Accomplissez mes vœux, charmant objet que j'aime;
Que ce lieu pour nous deux soit à jamais le même,
Le vrai temple de l'Amitié.

134. DE LA MARGRAVE DE BAIREUTH.

(Baireuth) 19 septembre 1743.



Mon très-cher frère,

J'aurais bien de la peine à vous exprimer toutes les passions qui m'agitent; celles de la plus parfaite tendresse, de la plus vive reconnaissance, du regret de votre absence, de l'empressement de vous revoir, se succèdent tour à tour. Je n'aurais jamaisa fini, si je voulais vous les dépeindre, mon très-cher frère; ainsi je me fais violence pour quitter ce sujet et en passer à un autre. Nous avons fait ce que nous avons pu pour calmer la Duchesse, et votre lettre l'a un peu tranquillisée; mais une estafette arrivée hier derechef de la part des princes n'a fait que la confirmer dans ses idées. Elle m'a fait assez remarquer qu'elle serait au désespoir de se brouiller avec vous, et souhaiterait fort que tout se finisse de bonne grâce. J'aurai l'honneur de vous en dire davantage à votre retour ici.
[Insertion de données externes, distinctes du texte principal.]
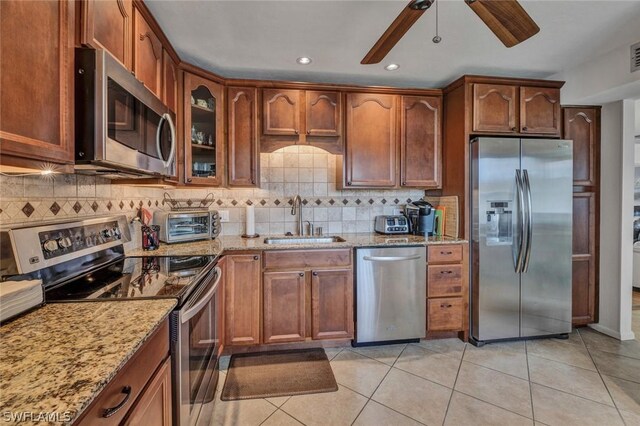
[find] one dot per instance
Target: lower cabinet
(332, 304)
(242, 299)
(284, 307)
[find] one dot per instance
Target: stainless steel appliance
(87, 264)
(180, 226)
(391, 294)
(396, 224)
(521, 216)
(122, 128)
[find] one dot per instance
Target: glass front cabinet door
(204, 132)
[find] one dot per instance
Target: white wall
(617, 179)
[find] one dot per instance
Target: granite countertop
(58, 358)
(236, 243)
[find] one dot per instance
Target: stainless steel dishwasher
(391, 294)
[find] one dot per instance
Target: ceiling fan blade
(409, 15)
(506, 18)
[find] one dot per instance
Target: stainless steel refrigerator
(521, 219)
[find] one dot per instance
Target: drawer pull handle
(111, 411)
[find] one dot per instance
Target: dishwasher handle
(391, 258)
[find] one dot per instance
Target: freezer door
(391, 294)
(547, 167)
(496, 237)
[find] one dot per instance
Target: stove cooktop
(135, 278)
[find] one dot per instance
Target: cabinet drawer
(445, 314)
(444, 280)
(135, 374)
(446, 253)
(304, 259)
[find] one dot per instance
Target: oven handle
(191, 312)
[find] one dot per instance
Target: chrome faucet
(296, 207)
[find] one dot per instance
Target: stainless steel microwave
(122, 128)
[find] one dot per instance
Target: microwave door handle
(166, 117)
(527, 188)
(192, 311)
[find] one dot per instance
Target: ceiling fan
(506, 18)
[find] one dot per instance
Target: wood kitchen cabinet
(108, 24)
(243, 154)
(36, 76)
(420, 141)
(332, 304)
(147, 54)
(370, 159)
(242, 299)
(284, 307)
(511, 109)
(203, 131)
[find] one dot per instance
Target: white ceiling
(262, 39)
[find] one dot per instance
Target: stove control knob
(65, 242)
(50, 245)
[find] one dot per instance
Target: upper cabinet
(242, 148)
(581, 124)
(203, 131)
(147, 55)
(420, 142)
(36, 76)
(371, 140)
(280, 112)
(510, 109)
(108, 24)
(540, 111)
(312, 117)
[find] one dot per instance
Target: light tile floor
(589, 379)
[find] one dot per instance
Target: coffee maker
(421, 216)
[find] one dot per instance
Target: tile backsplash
(307, 171)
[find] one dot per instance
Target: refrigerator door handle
(522, 218)
(527, 188)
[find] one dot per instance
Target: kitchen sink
(304, 240)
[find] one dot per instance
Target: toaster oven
(181, 226)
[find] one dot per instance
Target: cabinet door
(284, 307)
(243, 155)
(154, 405)
(332, 304)
(582, 125)
(242, 300)
(495, 108)
(281, 112)
(204, 131)
(323, 112)
(584, 258)
(147, 55)
(169, 82)
(108, 24)
(420, 142)
(371, 141)
(540, 111)
(36, 77)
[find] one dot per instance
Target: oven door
(195, 351)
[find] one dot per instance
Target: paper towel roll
(250, 220)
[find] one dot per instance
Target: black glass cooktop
(135, 278)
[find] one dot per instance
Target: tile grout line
(453, 389)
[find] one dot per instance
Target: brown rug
(278, 373)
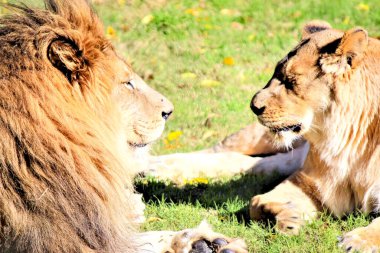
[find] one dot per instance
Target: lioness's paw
(139, 207)
(203, 240)
(360, 240)
(288, 218)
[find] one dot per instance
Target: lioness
(73, 118)
(327, 89)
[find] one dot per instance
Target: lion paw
(203, 240)
(288, 218)
(359, 240)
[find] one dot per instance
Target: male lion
(327, 89)
(73, 117)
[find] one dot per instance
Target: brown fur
(329, 88)
(63, 179)
(75, 122)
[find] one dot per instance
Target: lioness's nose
(166, 115)
(256, 107)
(167, 108)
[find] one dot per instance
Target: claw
(200, 247)
(227, 251)
(219, 242)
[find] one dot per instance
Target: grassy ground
(209, 58)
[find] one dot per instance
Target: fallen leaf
(193, 11)
(229, 61)
(147, 19)
(237, 26)
(153, 219)
(251, 37)
(346, 20)
(363, 7)
(111, 32)
(208, 134)
(230, 12)
(174, 135)
(121, 2)
(188, 76)
(210, 83)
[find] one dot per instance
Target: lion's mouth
(137, 145)
(294, 128)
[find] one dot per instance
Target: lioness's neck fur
(347, 144)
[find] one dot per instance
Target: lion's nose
(165, 115)
(167, 108)
(258, 110)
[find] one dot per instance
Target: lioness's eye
(130, 84)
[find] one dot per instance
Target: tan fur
(328, 87)
(75, 124)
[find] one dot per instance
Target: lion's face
(143, 109)
(304, 82)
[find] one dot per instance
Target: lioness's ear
(65, 55)
(353, 46)
(313, 27)
(348, 54)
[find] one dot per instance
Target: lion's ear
(65, 55)
(313, 27)
(348, 54)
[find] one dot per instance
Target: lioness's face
(144, 110)
(300, 89)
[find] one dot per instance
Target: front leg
(291, 203)
(201, 239)
(363, 239)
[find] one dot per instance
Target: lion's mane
(63, 182)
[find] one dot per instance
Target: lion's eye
(130, 84)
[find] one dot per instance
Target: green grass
(178, 52)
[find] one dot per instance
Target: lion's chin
(137, 145)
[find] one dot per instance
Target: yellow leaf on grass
(251, 37)
(229, 61)
(111, 32)
(121, 2)
(174, 135)
(188, 75)
(363, 7)
(346, 20)
(193, 11)
(147, 19)
(196, 181)
(230, 12)
(153, 219)
(210, 83)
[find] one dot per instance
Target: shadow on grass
(219, 194)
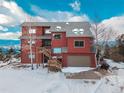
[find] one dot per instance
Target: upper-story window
(57, 50)
(31, 56)
(47, 31)
(32, 31)
(57, 36)
(79, 43)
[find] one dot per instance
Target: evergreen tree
(121, 44)
(1, 54)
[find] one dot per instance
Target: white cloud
(10, 35)
(11, 14)
(58, 15)
(78, 18)
(116, 23)
(75, 5)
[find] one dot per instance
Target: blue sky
(15, 12)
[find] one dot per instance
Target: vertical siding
(25, 46)
(71, 46)
(61, 42)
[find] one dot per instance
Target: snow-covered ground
(40, 81)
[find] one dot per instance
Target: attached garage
(78, 61)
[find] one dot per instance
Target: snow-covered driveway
(39, 81)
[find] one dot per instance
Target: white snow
(75, 69)
(40, 81)
(115, 64)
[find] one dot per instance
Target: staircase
(53, 64)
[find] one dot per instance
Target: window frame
(32, 31)
(58, 52)
(33, 56)
(47, 29)
(57, 34)
(79, 46)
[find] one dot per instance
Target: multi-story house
(69, 42)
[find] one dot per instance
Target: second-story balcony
(36, 37)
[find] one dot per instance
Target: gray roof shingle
(72, 29)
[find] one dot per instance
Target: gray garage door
(78, 61)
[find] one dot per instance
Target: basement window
(79, 43)
(57, 36)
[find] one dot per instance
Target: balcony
(36, 37)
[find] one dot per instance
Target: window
(47, 42)
(57, 50)
(57, 36)
(47, 31)
(33, 56)
(79, 43)
(32, 31)
(33, 42)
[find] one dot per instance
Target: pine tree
(1, 54)
(121, 44)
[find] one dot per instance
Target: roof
(72, 29)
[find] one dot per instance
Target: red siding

Il est bien triste pour vous, mon très-cher frère, que vous ayez toujours à combattre des femmes. Je crains qu'à la fin elles ne vous deviennent odieuses.

Voici une lettre de Voltaire;b il est de la meilleure humeur du monde, et n'aspire, comme nous, qu'après votre retour. Je me ré-


a Le mot jamais est omis dans l'autographe.

b Voyez t. XXII, p. 163.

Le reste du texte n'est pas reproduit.